Solar panels in the snow: Reading, UK, 2018 (photo Colin Butler)



Declining net energy and its risk to prosperity and even civilisation

I am by nature pessimistic, over the times scale of decades, and have published many articles warning that civilisation is heading towards a "check", which could be called Malthusian (eg "Sounding the Alarm: Health in the Anthropocene".) And I interpret a major cause for the global decline in wages growth for the non-elite to be both increased greed of the elite and declining net energy (as does Herman Daly, eg in "A further critique of growth economics Ecological Economics" 2013, 88, 20-24." See www.sfu.ca/~poitras/Daly_Economic.pdf). However, I am revising my view about the significance of net energy.

A new metric

A useful metric to develop is the ratio of EROEI for coal compared to solar (and wind). (Leave aside externalities such as air pollution, greenhouse gases and the pollution costs of obtaining rare elements needed for some or most renewable energy technology). Until I read Pehl et al, I would have guessed this ratio is about 40/2 = 20. It now be approaching 40/20 = 2; ie. much much better, and as coal declines and as solar improves the ratio will be even better.

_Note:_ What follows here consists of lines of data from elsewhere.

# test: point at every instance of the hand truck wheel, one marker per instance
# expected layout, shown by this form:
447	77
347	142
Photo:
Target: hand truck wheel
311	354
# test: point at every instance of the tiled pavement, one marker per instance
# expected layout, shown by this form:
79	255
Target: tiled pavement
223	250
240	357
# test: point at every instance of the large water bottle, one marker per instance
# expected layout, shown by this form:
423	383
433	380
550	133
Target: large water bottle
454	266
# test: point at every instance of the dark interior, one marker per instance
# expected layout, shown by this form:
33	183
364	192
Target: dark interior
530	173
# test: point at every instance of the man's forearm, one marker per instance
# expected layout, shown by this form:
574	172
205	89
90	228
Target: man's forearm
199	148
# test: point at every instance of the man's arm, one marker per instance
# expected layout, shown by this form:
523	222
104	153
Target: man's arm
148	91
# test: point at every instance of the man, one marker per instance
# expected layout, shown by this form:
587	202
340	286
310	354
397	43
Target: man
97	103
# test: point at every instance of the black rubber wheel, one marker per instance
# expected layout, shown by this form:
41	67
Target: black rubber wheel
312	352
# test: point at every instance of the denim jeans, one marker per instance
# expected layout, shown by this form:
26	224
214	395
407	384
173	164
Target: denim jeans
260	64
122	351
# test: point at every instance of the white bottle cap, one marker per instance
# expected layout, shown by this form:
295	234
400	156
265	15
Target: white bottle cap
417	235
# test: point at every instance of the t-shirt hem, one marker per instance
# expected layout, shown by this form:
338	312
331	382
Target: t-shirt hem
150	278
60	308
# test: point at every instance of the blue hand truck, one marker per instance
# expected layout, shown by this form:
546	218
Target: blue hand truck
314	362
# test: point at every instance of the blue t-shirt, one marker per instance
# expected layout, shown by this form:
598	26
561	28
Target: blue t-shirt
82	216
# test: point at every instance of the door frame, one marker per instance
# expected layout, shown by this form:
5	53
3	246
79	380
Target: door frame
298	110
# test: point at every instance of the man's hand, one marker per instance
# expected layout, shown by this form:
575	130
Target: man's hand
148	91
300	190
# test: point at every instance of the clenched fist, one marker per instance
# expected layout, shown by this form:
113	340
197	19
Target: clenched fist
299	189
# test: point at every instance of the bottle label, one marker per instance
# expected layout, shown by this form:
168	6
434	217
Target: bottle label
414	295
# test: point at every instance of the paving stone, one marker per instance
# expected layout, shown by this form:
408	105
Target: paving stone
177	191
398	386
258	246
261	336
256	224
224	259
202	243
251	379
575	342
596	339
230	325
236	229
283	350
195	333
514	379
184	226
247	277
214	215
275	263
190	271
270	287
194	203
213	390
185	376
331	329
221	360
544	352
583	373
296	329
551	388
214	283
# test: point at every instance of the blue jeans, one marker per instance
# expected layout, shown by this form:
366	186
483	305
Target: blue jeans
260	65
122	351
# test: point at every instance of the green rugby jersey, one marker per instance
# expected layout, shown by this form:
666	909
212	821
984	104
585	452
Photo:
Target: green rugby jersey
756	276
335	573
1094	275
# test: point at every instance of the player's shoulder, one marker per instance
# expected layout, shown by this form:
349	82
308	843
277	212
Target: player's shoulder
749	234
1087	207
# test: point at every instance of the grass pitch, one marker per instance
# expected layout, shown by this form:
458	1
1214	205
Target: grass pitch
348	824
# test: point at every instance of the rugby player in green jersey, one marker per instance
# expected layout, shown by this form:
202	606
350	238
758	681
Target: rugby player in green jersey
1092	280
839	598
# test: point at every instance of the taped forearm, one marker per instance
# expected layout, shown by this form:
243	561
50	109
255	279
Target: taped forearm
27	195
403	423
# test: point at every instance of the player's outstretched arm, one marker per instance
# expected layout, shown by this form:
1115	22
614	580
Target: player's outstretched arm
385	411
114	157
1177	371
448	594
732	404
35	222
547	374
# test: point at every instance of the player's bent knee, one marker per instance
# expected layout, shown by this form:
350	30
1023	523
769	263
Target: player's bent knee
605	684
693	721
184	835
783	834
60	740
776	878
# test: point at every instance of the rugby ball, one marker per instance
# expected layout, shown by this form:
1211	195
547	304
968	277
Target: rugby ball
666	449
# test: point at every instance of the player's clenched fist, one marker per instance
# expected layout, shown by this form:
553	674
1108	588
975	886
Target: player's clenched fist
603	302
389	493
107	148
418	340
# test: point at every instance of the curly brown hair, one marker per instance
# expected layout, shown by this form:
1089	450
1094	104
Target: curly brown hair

I may further revise this post.

PS The EROEI of coal. Is this really 9? Other sources (such as Hall et al 2014) suggest it is much higher:

"The other important fossil fuel, coal, has a relatively high EROI value in some countries (U.S.and presumably Australia) and shows no clear trend over time. Coal internationally has a mean EROI of
about 46:1(n of 72 from 17 publications) (see Lambert et al., 2012 for references) (Fig. 2). Cleveland et al. (2000) examined the EROI values for coal production in the United States.)" (Hall, Charles A. S., Jessica G. Lambert, and Stephen B. Balogh. 2014. "EROI of different fuels and the implications for society."  Energy Policy 64:141-152. doi: http://dx.doi.org/10.1016/j.enpol.2013.05.049.

My suggested "new metric" guesses an EROEI of 40 for coal. That guess is derived from the paper by Hall et al, 2014. The claim of an EROEI for coal of only 9 comes from an article at

This states "for example, the study finds that 11% of the energy generated by a coal-fired power station is offset by energy needed to build the plant and supply the fuel, as the chart below shows." If 11% of the energy generated by a coal fire powered station is needed to build, maintain and fuel the station then, I think, it means its EROEI over its life is about 100/11 = 9.

I cannot reconcile the difference, but at the moment I lean towards the Hall et al numbers. Just because something is published in a peer reviewed paper does not make it correct.